What "governed launch" looks like in practice
The gap between the old and new process is smaller than it looks. Most teams already have half of this. The difference is that the artifacts stop being tribal knowledge and start being evidence.

The category is starting to converge on this shape. Retell's Conductor already generates around 70% of its own simulation tests and executes about half of its internal agent edits, which tells you where the labor is going. Nobody serious is still hand-listening their way to production.
The one design decision worth flagging: keep your evaluation independent from your agent runtime. If the same platform builds your agent, scores your agent, and decides when it is safe to ship, you have no second opinion when it matters. Treat evaluation the way you treat auditing. It is where the reviewer sits.
Where Roark fits
Roark is the evaluation, simulation, and observability layer that lives beside your agent runtime, not inside it. It has one-click integrations with Vapi, Retell, LiveKit, Pipecat, Bland, and ElevenLabs, plus Node and Python SDKs and a client.call.create ingestion path if you are running something custom.

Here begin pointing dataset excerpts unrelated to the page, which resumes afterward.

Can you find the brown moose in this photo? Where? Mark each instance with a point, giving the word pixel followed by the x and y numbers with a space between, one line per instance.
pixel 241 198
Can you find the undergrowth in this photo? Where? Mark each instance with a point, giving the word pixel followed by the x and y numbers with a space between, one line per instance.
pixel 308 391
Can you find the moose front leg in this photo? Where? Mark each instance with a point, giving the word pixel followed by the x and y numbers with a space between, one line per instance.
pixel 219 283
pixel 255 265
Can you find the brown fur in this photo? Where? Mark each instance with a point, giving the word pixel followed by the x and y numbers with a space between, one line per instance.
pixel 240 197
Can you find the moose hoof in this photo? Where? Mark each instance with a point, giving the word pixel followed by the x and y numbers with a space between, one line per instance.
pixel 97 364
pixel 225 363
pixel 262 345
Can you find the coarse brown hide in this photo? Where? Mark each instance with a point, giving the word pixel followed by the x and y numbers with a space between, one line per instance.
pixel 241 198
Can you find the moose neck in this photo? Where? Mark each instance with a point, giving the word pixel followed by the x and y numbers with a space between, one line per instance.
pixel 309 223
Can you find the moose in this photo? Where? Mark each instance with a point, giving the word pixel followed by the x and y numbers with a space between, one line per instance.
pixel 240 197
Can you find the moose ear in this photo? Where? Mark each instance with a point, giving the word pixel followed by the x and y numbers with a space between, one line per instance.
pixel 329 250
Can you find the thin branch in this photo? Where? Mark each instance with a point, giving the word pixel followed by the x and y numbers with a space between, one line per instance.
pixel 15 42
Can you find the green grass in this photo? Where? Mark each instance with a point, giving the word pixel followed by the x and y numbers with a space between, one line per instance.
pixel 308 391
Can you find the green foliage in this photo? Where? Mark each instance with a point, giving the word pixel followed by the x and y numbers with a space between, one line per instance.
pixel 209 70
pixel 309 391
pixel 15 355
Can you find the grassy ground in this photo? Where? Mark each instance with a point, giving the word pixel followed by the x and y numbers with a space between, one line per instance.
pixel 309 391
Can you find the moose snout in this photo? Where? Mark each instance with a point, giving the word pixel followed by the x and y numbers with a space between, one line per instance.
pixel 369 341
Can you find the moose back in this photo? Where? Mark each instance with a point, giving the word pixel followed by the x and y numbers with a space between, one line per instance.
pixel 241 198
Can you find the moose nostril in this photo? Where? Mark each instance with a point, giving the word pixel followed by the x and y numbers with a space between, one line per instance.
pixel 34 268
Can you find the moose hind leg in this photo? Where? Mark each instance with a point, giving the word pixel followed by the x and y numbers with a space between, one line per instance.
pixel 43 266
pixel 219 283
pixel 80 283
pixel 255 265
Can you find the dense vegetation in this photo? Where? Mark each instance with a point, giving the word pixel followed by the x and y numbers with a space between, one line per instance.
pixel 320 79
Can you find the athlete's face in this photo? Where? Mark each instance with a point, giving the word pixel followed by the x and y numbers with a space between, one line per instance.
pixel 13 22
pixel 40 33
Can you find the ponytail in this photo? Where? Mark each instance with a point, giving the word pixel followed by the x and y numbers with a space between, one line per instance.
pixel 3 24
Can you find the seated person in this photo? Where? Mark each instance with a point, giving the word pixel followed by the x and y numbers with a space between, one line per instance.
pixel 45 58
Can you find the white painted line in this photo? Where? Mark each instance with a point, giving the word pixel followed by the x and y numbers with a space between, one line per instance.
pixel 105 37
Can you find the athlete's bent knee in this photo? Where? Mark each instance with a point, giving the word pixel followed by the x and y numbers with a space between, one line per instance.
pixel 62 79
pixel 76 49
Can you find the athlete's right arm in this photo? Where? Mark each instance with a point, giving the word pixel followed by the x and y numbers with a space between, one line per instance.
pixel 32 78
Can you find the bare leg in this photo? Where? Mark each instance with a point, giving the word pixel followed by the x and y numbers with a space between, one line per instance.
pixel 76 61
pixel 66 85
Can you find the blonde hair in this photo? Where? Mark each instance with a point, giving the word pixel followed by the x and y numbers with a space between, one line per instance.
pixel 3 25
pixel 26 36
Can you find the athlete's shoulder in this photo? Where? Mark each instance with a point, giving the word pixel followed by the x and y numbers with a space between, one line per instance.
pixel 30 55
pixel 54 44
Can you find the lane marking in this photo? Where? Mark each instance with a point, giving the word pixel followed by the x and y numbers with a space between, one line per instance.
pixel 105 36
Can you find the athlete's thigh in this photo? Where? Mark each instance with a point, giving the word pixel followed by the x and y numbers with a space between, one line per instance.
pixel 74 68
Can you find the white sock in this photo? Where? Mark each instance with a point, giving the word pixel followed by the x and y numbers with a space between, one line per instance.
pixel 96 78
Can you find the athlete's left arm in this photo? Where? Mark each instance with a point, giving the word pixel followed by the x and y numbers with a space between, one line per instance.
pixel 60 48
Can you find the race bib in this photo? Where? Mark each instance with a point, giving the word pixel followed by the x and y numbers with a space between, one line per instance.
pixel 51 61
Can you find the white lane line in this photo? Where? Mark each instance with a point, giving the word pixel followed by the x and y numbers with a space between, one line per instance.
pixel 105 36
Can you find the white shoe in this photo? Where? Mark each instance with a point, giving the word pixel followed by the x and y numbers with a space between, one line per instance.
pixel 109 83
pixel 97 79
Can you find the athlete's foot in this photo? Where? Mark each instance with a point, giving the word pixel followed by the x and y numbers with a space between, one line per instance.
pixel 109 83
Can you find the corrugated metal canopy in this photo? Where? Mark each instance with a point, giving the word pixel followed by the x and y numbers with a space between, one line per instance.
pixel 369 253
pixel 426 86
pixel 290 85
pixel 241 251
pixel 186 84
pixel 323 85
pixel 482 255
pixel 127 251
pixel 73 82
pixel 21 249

Practically, that means the checklist above is a workflow, not a project:
- Author scenarios once, in Roark.
- Every candidate build gets dialed over PSTN or WebRTC and scored on your metric set.
- Real production calls flow in via the integration; the failures become new test cases.
- Compliance and product see the same pass/fail evidence, per build, per scenario.
The pricing page has the plan detail. Talk to us if you want a working suite on your agent inside a week.
The short version
Voice agents crossed a line this year. They are agentic AI, they carry the risks the Five Eyes agencies just named, and the shipped-a-prompt way of running them is over. The teams that will still be in production twelve months from now are the ones that treat launch as evidence: a scored suite, replayable production calls, real audio metrics, a clean rollback. Everything else is a bet against your own callers.